China’s central bank warned local governments and financial institutions against relying on it to fund spending or bailouts in an article that touted monetary policy independence.

A «firewall» must be set up between the treasury and the central bank, according to the article authored by Yi Gang, governor of the People’s Bank of China (PBoC). 

PBoC «must not assume corporate credit risks» to avoid damaging the credibility of the yuan, Yi said in the article. 

«Social Stability» as an Excuse

In addition to urging for the accountability on the part of distressed financier’s «shareholders, creditors, local governments and local regulators», he also expressed disapproval of using social stability, in some cases, as a reason for local entities to pressure the central government or the PBoC for a bailout. 
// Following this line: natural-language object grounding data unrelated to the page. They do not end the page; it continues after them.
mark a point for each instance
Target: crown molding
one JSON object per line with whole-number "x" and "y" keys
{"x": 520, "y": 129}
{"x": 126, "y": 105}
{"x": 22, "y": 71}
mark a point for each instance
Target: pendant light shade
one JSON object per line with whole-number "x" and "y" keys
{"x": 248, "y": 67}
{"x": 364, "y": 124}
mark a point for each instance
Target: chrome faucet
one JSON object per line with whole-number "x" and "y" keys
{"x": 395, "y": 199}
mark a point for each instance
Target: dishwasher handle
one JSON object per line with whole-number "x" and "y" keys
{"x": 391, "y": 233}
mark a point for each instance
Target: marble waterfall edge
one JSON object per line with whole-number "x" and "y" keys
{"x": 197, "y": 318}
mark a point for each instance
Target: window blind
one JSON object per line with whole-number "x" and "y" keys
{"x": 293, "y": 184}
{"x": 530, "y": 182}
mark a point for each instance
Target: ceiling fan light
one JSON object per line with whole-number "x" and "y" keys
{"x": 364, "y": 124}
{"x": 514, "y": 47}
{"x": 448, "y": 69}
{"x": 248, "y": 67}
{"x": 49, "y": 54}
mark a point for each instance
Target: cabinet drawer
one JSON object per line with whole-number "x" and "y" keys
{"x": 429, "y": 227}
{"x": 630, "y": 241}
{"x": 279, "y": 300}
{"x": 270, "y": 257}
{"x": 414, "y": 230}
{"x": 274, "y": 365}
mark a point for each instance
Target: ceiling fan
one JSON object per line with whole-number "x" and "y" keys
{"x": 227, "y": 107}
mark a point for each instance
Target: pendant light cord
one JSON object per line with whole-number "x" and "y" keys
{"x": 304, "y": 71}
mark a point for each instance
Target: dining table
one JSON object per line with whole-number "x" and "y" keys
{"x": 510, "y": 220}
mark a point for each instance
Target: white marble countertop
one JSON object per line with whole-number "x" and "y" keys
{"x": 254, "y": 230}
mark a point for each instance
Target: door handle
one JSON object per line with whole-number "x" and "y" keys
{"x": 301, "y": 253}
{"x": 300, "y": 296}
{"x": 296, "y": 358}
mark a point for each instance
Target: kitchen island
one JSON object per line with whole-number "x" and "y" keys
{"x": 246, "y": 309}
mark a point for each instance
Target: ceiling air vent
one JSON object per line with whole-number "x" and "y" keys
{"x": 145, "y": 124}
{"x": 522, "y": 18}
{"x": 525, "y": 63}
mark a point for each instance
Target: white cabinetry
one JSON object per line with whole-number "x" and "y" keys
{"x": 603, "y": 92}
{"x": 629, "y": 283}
According Yi, «moral hazards» persist in terms of how the sector is regulated and its disposal of risk.

Central Bank’s Duty

A central bank’s failure to perform its duty will cause inflation, asset bubbles and even liquidity, economic and financial crises, Yi said, adding that monetary loosening is always easier than monetary tightening. 

Yi’s comments place emphasis on risk – a continuing theme amongst Beijing’s top officials including Guo Shuqing, chairman of the China Banking and Insurance Regulatory Commission, who recently revealed that property-linked loans made up 39 percent of all bank lending – more than one-third higher than the official data – calling it the biggest ‘grey rhino’ risk in the nation.

Although also a driver of monetary policy, PBoC differs from other major central banks such as the U.S. Federal Reserve and the European Central Bank in that it is not an independent institution but an entity directly under the State Council, Beijing’s chief administrative body.